It’s that time of the year: Deer are on a mission to make love and they won’t let anything stand in the way of coming across that perfect mate.
Kirby Johnson got caught up in the love-making frenzy Sunday, when a buck pranced out in front of her car, significantly delaying her trip home from the Wichita area to Lawrence.
“He hit the front of my car, smashed in the hood and the radiator into the engine, and then impacted the windshield, and then rolled on top of the hood into the ditch,” said Johnson, adding that her totaled car ended up in the wrong lane of traffic after the wreck. “I was in shock that it happened; I’m still in shock.”
Deer-vehicle accidents are a common occurrence this time of year, said Kansas Highway Patrol Trooper Josh Kellerman, especially between October and December, the peak of deer breeding season.
Last year, bucks and does caused 9,371 car crashes on Kansas roadways, according to state statistics.

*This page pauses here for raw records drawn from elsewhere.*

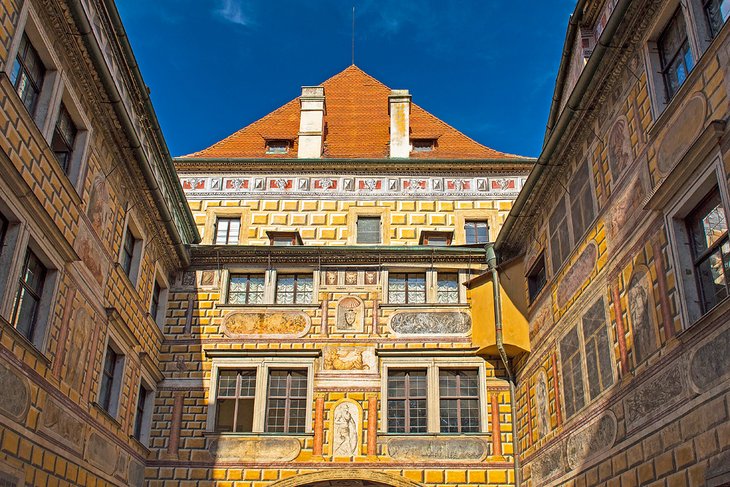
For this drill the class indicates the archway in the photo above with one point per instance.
(346, 477)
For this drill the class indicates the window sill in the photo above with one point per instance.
(24, 342)
(106, 413)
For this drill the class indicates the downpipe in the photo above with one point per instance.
(492, 267)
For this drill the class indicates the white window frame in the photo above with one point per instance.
(160, 278)
(112, 341)
(262, 367)
(657, 89)
(709, 174)
(433, 365)
(132, 224)
(145, 381)
(29, 23)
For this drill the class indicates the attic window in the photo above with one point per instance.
(423, 145)
(277, 146)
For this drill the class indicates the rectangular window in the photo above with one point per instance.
(559, 236)
(476, 231)
(27, 75)
(128, 252)
(708, 232)
(286, 405)
(581, 201)
(717, 12)
(674, 53)
(536, 278)
(246, 289)
(235, 401)
(227, 231)
(598, 350)
(28, 298)
(294, 289)
(368, 229)
(404, 288)
(447, 287)
(140, 415)
(110, 381)
(570, 361)
(64, 137)
(459, 401)
(407, 401)
(155, 302)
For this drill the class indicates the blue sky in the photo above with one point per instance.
(487, 67)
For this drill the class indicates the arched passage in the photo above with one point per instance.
(346, 477)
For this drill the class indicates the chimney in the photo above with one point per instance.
(399, 107)
(311, 122)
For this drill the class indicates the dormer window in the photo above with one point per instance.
(423, 145)
(277, 146)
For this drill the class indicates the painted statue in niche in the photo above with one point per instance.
(345, 439)
(99, 208)
(77, 344)
(642, 322)
(542, 400)
(350, 315)
(619, 147)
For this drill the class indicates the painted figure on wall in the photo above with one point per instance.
(345, 430)
(541, 397)
(642, 323)
(619, 148)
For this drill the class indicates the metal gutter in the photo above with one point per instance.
(566, 116)
(79, 14)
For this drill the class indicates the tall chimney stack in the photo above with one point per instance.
(311, 122)
(399, 107)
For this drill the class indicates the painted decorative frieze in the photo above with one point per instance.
(254, 449)
(276, 323)
(202, 186)
(431, 323)
(438, 449)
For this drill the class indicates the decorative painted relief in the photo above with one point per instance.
(578, 274)
(81, 327)
(543, 403)
(438, 449)
(620, 154)
(641, 314)
(710, 364)
(281, 323)
(591, 440)
(430, 323)
(346, 432)
(350, 315)
(234, 449)
(62, 425)
(348, 358)
(686, 126)
(15, 397)
(656, 395)
(337, 186)
(101, 453)
(99, 207)
(92, 255)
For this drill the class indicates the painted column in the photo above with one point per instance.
(318, 426)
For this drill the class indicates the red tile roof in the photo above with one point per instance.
(356, 126)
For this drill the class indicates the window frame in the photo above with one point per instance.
(433, 365)
(262, 365)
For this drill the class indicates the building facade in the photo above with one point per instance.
(621, 232)
(86, 257)
(323, 331)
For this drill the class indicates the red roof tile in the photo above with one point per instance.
(356, 126)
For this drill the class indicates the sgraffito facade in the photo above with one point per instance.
(623, 239)
(338, 273)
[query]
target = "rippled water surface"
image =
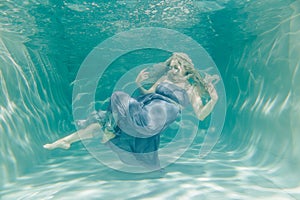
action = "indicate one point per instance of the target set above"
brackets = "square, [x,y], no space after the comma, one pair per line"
[255,45]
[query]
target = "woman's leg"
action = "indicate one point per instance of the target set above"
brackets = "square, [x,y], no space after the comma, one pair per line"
[86,133]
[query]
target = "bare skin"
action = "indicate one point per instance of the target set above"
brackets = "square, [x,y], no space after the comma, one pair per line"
[175,75]
[65,143]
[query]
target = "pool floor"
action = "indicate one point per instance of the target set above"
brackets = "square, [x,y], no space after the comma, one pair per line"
[77,175]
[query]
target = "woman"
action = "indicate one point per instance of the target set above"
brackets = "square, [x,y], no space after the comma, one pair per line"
[134,125]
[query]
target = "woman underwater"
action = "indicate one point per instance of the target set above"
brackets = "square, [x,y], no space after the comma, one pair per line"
[133,125]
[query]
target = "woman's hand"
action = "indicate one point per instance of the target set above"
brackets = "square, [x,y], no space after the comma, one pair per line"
[143,75]
[212,92]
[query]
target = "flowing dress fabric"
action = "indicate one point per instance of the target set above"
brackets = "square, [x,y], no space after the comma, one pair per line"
[140,121]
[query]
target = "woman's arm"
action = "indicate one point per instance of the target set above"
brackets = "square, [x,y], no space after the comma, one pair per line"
[143,75]
[202,111]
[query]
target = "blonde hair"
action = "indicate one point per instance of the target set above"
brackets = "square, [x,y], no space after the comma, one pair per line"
[194,77]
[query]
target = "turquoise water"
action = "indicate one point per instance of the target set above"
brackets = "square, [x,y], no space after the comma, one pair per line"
[255,45]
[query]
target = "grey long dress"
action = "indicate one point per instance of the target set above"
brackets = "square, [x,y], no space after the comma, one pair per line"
[140,121]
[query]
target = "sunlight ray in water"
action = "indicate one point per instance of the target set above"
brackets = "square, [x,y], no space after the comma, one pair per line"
[255,45]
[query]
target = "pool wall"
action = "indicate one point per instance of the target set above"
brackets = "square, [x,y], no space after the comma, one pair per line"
[39,45]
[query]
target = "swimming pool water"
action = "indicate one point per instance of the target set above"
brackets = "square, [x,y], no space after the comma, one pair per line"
[255,45]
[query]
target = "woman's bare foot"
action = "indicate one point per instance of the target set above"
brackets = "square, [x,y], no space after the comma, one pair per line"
[107,135]
[58,144]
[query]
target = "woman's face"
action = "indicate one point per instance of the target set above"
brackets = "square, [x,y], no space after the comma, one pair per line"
[176,68]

The deer-vehicle wrecks caused injuries to 318 drivers and killed six others.
“Just be aware,” Kellerman said. “If you see one crossing the road, that’s a good idea to slow down. They like to travel in packs so there may be more to follow.”
Deer are most prevalent on the roadway during dusk and dawn. But no matter how much you prepare, you never know when or where a deer might dart in front of your vehicle with little or no warning.
A Topeka woman was seriously injured Friday morning when she swerved to avoid hitting a deer in the middle of Kansas Highway 10, just west of Lawrence, the highway patrol said. The woman, who wasn’t wearing a seat belt, rolled her car and was ejected.
Officers say hitting the deer head-on is generally preferred.
“It can reduce your risk … of injury, by just striking the deer, instead of swerving,” Kellerman said.
The accidents that are frustrating for drivers do mean good business for local auto body shops.
“A lot of people get surprise impacts,” said Michael Pearson, of Pearson Collision Repair, Seventh and Connecticut streets. “Some of them are fairly dramatic and some of them are fairly minor.”
If the cars aren’t totaled, Pearson said the accidents can cause up to $10,000 in repair bills.
Johnson, the woman who came into contact with a deer on her way to Lawrence, is a prime example of the frustrations the out-of-nowhere deer can cause.
She’s stuck having to drive a rental car while maintaining a full-time job and going to college in Kansas City. But she’s also thankful she wasn’t badly injured.
“It could’ve been worse,” Johnson said. “I’m lucky.”